[utils] Detect extension from any RFC Content-Disposition syntax

Add support for unquoted token and RFC 5987 extended parameter syntax
3 years ago · 973f76cf7b
parent 7990d1e630
commit 973f76cf7b
2 changed files with 44 additions and 3 deletions
--- a/test/test_utils.py
+++ b/test/test_utils.py
@ -2069,6 +2069,33 @@ Line 1
            'Content-Type': b'audio/mp3',
        })
        self.assertEqual(urlhandle_detect_ext(urlh), 'mp3')
+        # header with Content-Disposition and unquoted filename
+        urlh = UrlHandle({
+            'Content-Disposition': b'attachment; filename=unquoted_filename_token.mp3',
+        })
+        self.assertEqual(urlhandle_detect_ext(urlh), 'mp3')
+        # header with Content-Disposition including spacing and uppercase
+        urlh = UrlHandle({
+            'Content-Disposition': b'ATTACHMENT; FileName = unquoted_filename_token.mp3',
+        })
+        self.assertEqual(urlhandle_detect_ext(urlh), 'mp3')
+        # header with Content-Disposition and extended filename parameter syntax
+        urlh = UrlHandle({
+            'Content-Disposition': b"attachment; filename*=iso8859-15''costs%201%A4%20filename.mp3",
+        })
+        self.assertEqual(urlhandle_detect_ext(urlh), 'mp3')
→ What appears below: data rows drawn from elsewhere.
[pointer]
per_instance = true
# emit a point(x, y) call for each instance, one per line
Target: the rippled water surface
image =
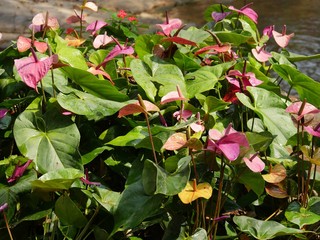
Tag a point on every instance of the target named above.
point(301, 17)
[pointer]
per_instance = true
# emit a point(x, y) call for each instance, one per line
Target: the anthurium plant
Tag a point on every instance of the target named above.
point(109, 131)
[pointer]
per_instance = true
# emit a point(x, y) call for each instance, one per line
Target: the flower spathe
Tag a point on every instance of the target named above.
point(33, 70)
point(227, 143)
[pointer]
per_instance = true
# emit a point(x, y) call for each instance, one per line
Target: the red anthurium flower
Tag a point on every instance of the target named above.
point(254, 163)
point(33, 70)
point(313, 131)
point(173, 96)
point(301, 109)
point(95, 26)
point(170, 25)
point(227, 143)
point(18, 171)
point(3, 113)
point(24, 44)
point(102, 40)
point(238, 83)
point(184, 115)
point(261, 54)
point(282, 39)
point(246, 10)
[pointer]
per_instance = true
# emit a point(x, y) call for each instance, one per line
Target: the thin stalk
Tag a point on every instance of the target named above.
point(7, 225)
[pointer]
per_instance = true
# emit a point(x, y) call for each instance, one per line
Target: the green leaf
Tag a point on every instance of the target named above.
point(107, 198)
point(271, 110)
point(300, 215)
point(56, 180)
point(69, 213)
point(99, 88)
point(200, 81)
point(134, 204)
point(51, 140)
point(156, 180)
point(306, 87)
point(81, 103)
point(252, 181)
point(142, 76)
point(263, 229)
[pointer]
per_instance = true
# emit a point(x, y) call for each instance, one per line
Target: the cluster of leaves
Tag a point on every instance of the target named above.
point(107, 133)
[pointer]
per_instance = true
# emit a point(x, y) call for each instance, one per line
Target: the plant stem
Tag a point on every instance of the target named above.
point(7, 225)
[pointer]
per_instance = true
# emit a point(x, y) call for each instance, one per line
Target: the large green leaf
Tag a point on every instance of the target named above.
point(263, 229)
point(100, 88)
point(157, 180)
point(271, 109)
point(300, 215)
point(81, 103)
point(56, 180)
point(51, 140)
point(69, 213)
point(134, 204)
point(306, 87)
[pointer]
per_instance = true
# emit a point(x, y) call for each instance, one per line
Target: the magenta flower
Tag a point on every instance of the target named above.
point(183, 115)
point(218, 16)
point(261, 54)
point(247, 11)
point(301, 109)
point(227, 143)
point(102, 40)
point(170, 25)
point(267, 31)
point(33, 70)
point(3, 112)
point(282, 39)
point(18, 171)
point(313, 131)
point(254, 163)
point(95, 26)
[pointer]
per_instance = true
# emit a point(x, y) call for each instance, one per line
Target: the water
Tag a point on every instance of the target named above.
point(302, 17)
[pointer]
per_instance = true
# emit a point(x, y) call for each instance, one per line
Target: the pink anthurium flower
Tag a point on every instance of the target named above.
point(254, 163)
point(102, 40)
point(239, 83)
point(95, 26)
point(173, 96)
point(33, 70)
point(18, 171)
point(246, 10)
point(267, 31)
point(313, 131)
point(41, 21)
point(24, 44)
point(3, 113)
point(183, 115)
point(227, 143)
point(171, 24)
point(301, 109)
point(261, 54)
point(282, 39)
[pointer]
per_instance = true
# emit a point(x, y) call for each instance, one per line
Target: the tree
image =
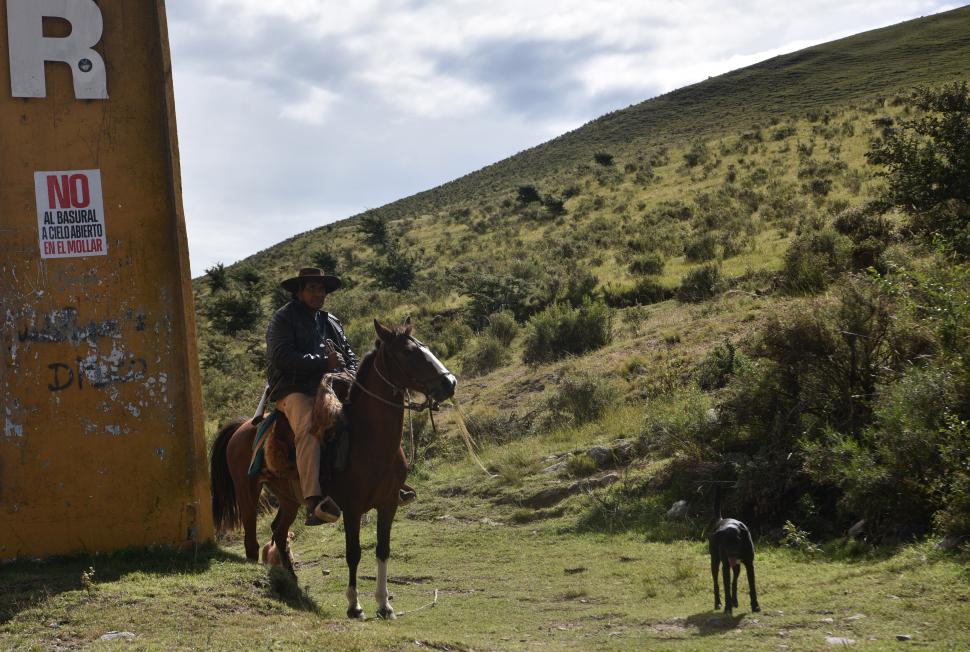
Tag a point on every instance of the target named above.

+        # header with Content-Disposition and both filename parameter syntaxes
+        urlh = UrlHandle({
+            'Content-Disposition': b'''attachment; filename="should ignore.mp4";
+             FileName* = iso8859-15''costs%201%A4%20filename.mp3''',
+        })
+        self.assertEqual(urlhandle_detect_ext(urlh), 'mp3')
+        # header with Content-Disposition and 'wrong' order of both syntaxes
+        urlh = UrlHandle({
+            'Content-Disposition': b'''attachment; filename*=iso8859-15''costs%201%A4%20filename.mp3;
+            filename="should ignore.mp4"''',
+        })
+        self.assertEqual(urlhandle_detect_ext(urlh), 'mp3')
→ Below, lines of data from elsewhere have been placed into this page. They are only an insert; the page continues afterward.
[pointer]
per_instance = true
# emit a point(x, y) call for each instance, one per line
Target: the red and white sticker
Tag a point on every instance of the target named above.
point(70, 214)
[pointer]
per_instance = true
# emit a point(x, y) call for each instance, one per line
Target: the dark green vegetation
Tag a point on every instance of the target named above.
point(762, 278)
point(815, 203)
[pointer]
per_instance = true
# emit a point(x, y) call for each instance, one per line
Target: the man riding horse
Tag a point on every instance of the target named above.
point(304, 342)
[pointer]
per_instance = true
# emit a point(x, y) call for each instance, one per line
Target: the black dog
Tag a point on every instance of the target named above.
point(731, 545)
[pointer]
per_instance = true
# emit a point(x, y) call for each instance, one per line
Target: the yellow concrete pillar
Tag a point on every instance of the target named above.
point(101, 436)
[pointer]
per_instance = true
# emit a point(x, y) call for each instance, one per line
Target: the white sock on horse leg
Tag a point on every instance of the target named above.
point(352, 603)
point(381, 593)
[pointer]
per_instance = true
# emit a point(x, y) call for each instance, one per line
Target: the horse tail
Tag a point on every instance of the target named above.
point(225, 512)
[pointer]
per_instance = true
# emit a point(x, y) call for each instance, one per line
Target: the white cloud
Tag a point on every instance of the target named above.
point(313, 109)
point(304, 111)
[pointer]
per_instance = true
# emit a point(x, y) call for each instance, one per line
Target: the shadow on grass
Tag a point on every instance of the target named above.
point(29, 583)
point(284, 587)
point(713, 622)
 if __name__ == '__main__':
--- a/youtube_dl/utils.py
+++ b/youtube_dl/utils.py
@ -66,9 +66,10 @@ from .compat import (
    compat_urllib_HTTPError,
    compat_urllib_parse,
    compat_urllib_parse_parse_qs as compat_parse_qs,
+    compat_urllib_parse_unquote,
+    compat_urllib_parse_unquote_plus,
    compat_urllib_parse_urlencode,
    compat_urllib_parse_urlparse,
-    compat_urllib_parse_unquote_plus,
    compat_urllib_request,
    compat_xpath,
 )
@ -4755,9 +4756,22 @@ def urlhandle_detect_ext(url_handle):

    cd = getheader('Content-Disposition')
    if cd:
-        m = re.match(r'attachment;\s*filename="(?P<filename>[^"]+)"', cd)
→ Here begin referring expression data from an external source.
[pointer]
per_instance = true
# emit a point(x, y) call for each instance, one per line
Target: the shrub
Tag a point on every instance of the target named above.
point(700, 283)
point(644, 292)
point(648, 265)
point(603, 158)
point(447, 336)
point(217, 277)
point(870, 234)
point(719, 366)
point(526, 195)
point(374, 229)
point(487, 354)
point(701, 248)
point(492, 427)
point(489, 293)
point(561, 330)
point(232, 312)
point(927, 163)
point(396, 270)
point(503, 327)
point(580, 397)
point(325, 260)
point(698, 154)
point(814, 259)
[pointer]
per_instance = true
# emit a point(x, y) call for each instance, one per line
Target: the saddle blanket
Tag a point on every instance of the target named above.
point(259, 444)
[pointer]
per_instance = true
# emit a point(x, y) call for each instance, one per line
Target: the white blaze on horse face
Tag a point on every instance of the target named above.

+        m = re.match(r'''(?xi)
+            attachment;\s*
+            (?:filename\s*=[^;]+?;\s*)?                    # possible initial filename=...;, ignored
+            filename(?P<x>\*)?\s*=\s*                      # filename/filename* =
+                (?(x)(?P<charset>\S+?)'[\w-]*'|(?P<q>")?)  # if * then charset'...' else maybe "
+                (?P<filename>(?(q)[^"]+(?=")|[^\s;]+))         # actual name of file
+            ''', cd)
        if m:
-            e = determine_ext(m.group('filename'), default_ext=None)
+            m = m.groupdict()
+            filename = m.get('filename')
+            if m.get('x'):
+                try:
+                    filename = compat_urllib_parse_unquote(filename, encoding=m.get('charset', 'utf-8'))
+                except LookupError:  # unrecognised character set name
+                    pass
+            e = determine_ext(filename, default_ext=None)
            if e:
                return e